One thing that I do every year is take my 3-d target out and shoot it from the stand at different locations. This seems to give me the confidence in my shot better than anything else that I have done in the past. The one year that I did not do this I shot about 6" low. 

What are some of the other things you guys do to get ready? 

****, think my neck just swole some more:doowapsta


----------



## Rack Ranch (May 25, 2004)

*No, but my back hurts!!*

From sitting in this chair and playing on 2cool... LOL

Yea, Im ready. decided I'm going to go back and hunt an area where I killed a P&Y 3 years ago. Don't really know why I started moving around but I think it was because of the drought. Thanks to the oil co. I won't have that problem there this year because they put a nice big tank right in the area...Gonna do some whitewing this weekend to help pass the time... I will prolly save the breast for Oct.2


----------



## peelin' drag (Oct 21, 2005)

.......wait til after that norhter comes thru tomorow.


----------



## salth2o (Sep 21, 2004)

Right there w/ you Kap!


----------



## let's go (Nov 14, 2005)

Yep, I've been feeling it. I went out last weekend, filled the feeders, moved the tripod to a better location and selectively trimmed up some troublesome weeds that had grown up with all the rain we got in Seadrift this year. 

I also crawled into the middle of a yaupon/live oak thicket that is about 20 yards in diameter and 8 ft tall. It is super thick and difficult to look into past a couple feet. I cut myself a zig-zag trail to enter the stand from the backside. Did the zig-zag so they couldn't see straight in. Then I cut two shooting tunnels, one for the main approach and another towards the feeder. Once I got done with all of that I cleaned the ground off down to the sand and put my stool in there to practice drawing. A little more trimming around the edges and I now have the sweetest natural ground blind I've ever built.
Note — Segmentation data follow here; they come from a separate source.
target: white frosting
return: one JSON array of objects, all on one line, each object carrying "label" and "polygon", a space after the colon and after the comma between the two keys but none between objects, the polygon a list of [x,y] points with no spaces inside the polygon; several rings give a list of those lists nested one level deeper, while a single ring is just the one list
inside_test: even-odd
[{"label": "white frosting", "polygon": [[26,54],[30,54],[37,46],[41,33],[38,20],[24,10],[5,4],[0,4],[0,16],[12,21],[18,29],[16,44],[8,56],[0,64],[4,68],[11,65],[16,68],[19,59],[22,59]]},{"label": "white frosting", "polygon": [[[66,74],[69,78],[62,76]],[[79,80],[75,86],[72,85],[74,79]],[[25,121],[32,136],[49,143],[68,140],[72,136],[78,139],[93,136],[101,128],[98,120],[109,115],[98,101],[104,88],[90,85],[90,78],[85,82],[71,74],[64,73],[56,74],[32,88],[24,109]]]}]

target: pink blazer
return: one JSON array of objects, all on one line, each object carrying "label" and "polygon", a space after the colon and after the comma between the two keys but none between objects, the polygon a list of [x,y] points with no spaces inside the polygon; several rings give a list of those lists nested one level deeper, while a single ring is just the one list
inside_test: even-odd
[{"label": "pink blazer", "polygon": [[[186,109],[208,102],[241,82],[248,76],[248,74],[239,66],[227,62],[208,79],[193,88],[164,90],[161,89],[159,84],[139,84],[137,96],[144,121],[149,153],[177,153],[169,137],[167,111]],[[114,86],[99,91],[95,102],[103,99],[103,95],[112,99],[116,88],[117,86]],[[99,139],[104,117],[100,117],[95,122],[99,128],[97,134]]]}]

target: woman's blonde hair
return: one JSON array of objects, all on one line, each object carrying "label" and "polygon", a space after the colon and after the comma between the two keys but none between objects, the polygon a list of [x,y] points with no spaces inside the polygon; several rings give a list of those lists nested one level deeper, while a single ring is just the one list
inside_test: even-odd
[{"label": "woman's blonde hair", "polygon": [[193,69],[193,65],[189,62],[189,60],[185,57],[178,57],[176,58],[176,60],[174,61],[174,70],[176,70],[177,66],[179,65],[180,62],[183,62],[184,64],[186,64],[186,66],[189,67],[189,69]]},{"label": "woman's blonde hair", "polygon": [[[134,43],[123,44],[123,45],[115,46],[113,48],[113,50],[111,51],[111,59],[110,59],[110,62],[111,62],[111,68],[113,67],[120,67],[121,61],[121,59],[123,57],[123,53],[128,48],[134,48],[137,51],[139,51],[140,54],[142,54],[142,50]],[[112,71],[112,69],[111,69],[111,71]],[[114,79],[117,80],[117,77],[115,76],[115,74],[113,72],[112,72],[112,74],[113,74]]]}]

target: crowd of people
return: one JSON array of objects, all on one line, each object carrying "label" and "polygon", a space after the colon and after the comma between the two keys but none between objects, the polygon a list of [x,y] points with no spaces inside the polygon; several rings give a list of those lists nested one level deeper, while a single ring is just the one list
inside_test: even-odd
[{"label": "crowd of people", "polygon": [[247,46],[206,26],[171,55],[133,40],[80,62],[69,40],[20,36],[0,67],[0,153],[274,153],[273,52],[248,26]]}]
I must say, when I stepped back out and looked everything over from a deer's perspective I was impressed. Total concealment in good shade with nothing unnatural looking about any of it. Can't wait to slip off in there and fling a pointy stick.


----------



## boom! (Jul 10, 2004)

Cutting brush, filling feeders and killing wasps out here.


----------



## kapman (Aug 3, 2006)

let's go said:


> Yep, I've been feeling it. I went out last weekend, filled the feeders, moved the tripod to a better location and selectively trimmed up some troublesome weeds that had grown up with all the rain we got in Seadrift this year.
> 
> I also crawled into the middle of a yaupon/live oak thicket that is about 20 yards in diameter and 8 ft tall. It is super thick and difficult to look into past a couple feet. I cut myself a zig-zag trail to enter the stand from the backside. Did the zig-zag so they couldn't see straight in. Then I cut two shooting tunnels, one for the main approach and another towards the feeder. Once I got done with all of that I cleaned the ground off down to the sand and put my stool in there to practice drawing. A little more trimming around the edges and I now have the sweetest natural ground blind I've ever built.
> 
> I must say, when I stepped back out and looked everything over from a deer's perspective I was impressed. Total concealment in good shade with nothing unnatural looking about any of it. Can't wait to slip off in there and fling a pointy stick.


yaupon ground blind is one of my favorites. We have some really dense stands on our place that you can hollow out and make the perfect blind.


----------